My mother, who a child loves and believes on pretty much anything until Mother proves to be a person. No matter the health of relationship good or bad, Mothers do happen to be humans and thus the teenager occurs. Yes, my mother spent my entire life telling me that we don’t fight back in my family. The men are the abusers and the women in my family are there to be hit. She has said less of this to my baby sister but the message still is there. Women don’t fight back.

I have had mental hospital doctors torture me over my fighting back, I fought them and yet I was not allowed to have fought back against my father when I was alone. My agency was denied as children don’t fight back unless they are penis bearers. My father made it clear that if we fought back we would die but there are other memories of me fighting back. My siblings sometimes declared their hatred of me because my morals got us into a world of literal hurt. Then again they also wanted me to lie and I am still very bad at that.

When I was somewhere between 11-13 and was raped by someone else and I did fight back the police told me they wouldn’t let the boy press charges. I took a bit of rebar to his head, his father’s car, his house and let his dog go (never came back). I was willing to kill him for what he did to me and yet again, the police told me that women just aren’t allowed.

The media does this too. In movies it is extremely rare for a woman to fight back unless she was already a victim with years of self defense, hiding in terror and her abuser finds her and then she either kills him, takes him back and tricks him, or is rescued by the new romance in her life. Not just life time folks but block buster films. It is never with in the intial attack that a woman fights back. In horror movies, the attacks come in waves and it is finally after a breaking point, or the loss of all of the human shields that the female fights back and often still dies. Running away is good, as happens in horror movies with the cliched fall so the bad man can still get you. This is an acceptable reaction and is something I approve of, just don’t trip.

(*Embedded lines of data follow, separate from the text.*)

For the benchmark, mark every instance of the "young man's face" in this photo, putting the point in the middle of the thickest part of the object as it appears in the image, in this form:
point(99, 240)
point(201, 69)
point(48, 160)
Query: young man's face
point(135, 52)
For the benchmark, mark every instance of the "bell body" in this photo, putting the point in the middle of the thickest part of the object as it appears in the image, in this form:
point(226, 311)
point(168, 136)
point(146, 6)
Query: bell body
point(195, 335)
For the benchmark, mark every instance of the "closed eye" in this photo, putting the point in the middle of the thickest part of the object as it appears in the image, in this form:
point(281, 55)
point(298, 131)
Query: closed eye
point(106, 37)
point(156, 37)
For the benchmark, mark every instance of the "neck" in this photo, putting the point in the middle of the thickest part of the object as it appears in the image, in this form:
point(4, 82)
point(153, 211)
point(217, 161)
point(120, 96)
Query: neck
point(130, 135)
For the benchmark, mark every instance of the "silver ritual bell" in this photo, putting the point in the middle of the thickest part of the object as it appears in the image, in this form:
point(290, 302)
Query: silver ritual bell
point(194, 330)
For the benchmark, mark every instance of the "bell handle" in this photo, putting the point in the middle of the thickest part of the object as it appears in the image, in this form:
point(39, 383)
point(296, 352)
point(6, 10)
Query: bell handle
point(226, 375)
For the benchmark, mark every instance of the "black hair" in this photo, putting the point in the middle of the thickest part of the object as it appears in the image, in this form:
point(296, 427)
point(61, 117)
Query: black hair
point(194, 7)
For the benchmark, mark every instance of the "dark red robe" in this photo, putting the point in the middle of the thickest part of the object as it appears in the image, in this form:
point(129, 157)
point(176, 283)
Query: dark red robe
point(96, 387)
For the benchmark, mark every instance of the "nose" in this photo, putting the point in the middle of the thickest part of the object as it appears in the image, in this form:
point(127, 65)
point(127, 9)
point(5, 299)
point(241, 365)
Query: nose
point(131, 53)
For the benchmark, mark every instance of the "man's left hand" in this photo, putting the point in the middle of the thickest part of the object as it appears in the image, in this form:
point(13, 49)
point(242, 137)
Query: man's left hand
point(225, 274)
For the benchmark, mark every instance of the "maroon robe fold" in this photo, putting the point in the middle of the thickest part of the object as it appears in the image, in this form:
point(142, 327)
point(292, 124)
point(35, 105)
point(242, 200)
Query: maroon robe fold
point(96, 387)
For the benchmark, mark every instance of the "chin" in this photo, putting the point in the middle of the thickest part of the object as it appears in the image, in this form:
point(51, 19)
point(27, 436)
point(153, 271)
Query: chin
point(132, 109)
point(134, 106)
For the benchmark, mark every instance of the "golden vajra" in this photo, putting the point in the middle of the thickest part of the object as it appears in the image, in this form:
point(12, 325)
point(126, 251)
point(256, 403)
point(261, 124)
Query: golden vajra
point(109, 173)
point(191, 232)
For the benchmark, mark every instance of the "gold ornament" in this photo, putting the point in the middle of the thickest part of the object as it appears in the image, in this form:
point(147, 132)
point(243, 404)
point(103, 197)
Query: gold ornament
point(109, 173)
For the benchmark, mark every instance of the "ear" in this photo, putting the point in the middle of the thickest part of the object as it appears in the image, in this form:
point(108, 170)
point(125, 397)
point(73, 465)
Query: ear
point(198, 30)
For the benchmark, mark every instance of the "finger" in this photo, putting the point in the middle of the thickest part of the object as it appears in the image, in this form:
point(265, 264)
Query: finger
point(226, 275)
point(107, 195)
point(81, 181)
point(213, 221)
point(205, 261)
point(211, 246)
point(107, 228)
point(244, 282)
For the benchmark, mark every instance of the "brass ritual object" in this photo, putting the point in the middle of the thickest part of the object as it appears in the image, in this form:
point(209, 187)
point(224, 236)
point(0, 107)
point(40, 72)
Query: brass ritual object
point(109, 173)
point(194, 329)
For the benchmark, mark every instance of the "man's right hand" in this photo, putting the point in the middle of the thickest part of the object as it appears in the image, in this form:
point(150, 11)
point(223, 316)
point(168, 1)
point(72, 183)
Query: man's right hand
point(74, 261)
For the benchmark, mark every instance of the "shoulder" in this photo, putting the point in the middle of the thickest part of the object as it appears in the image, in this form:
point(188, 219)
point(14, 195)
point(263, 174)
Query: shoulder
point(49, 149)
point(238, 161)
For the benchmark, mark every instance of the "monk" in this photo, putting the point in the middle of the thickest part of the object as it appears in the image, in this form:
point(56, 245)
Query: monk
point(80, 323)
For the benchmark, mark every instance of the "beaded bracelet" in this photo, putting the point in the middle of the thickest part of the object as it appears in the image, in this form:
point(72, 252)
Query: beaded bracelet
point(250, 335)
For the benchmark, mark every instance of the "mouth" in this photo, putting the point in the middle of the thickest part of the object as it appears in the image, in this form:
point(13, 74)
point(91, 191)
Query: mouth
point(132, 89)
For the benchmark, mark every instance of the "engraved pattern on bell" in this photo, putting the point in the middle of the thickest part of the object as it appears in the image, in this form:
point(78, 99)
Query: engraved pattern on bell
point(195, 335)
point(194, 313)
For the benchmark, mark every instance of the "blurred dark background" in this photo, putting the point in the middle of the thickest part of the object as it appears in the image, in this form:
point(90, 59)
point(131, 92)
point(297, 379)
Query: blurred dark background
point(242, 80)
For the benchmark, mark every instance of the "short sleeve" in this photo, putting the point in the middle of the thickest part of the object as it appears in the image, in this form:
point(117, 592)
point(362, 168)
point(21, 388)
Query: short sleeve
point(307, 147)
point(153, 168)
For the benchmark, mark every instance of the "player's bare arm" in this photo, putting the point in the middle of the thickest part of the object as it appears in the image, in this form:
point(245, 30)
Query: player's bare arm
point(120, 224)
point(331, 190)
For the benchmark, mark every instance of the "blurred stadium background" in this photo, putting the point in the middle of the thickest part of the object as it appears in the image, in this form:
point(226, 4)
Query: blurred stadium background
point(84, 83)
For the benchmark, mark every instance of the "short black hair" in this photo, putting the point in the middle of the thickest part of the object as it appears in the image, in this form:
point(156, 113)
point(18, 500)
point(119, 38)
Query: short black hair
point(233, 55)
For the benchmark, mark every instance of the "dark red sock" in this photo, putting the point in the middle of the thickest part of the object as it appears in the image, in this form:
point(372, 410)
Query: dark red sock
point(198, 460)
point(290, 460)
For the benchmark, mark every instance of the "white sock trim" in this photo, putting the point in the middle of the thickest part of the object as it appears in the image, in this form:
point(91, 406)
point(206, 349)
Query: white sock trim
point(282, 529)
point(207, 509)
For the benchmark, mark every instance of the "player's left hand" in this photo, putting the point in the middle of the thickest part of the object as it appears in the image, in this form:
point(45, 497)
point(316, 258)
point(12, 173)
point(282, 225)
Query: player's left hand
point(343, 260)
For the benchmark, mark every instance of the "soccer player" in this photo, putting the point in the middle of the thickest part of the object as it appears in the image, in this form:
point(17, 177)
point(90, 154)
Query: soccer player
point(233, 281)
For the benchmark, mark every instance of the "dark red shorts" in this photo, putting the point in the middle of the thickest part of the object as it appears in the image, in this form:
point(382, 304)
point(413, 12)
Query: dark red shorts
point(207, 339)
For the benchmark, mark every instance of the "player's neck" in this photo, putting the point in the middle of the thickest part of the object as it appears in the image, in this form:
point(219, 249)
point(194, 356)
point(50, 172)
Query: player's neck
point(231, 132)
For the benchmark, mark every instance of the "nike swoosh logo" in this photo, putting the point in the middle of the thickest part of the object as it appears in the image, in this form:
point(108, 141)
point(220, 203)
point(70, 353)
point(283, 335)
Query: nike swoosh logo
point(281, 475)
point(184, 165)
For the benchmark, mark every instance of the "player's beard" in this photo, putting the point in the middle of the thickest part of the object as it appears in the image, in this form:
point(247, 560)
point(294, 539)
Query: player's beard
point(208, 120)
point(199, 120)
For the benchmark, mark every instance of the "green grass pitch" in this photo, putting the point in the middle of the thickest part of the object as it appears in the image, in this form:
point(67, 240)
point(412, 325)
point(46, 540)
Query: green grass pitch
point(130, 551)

It is the female who is unfeminine in movies that is the villain. Either a caricature of a woman with sexual appetites such as Famke Jansen’s role in a James Bond movie or a woman who is something ugly, othered or is somehow defective. These are our female villains. Any villainous who is beautiful tends to not be acting under her own charms or supposedly it is more scary for a waifish beauty to be bad. Again, by being beautiful she is supposed to subvert the norms of who is acceptable with in a violent situation.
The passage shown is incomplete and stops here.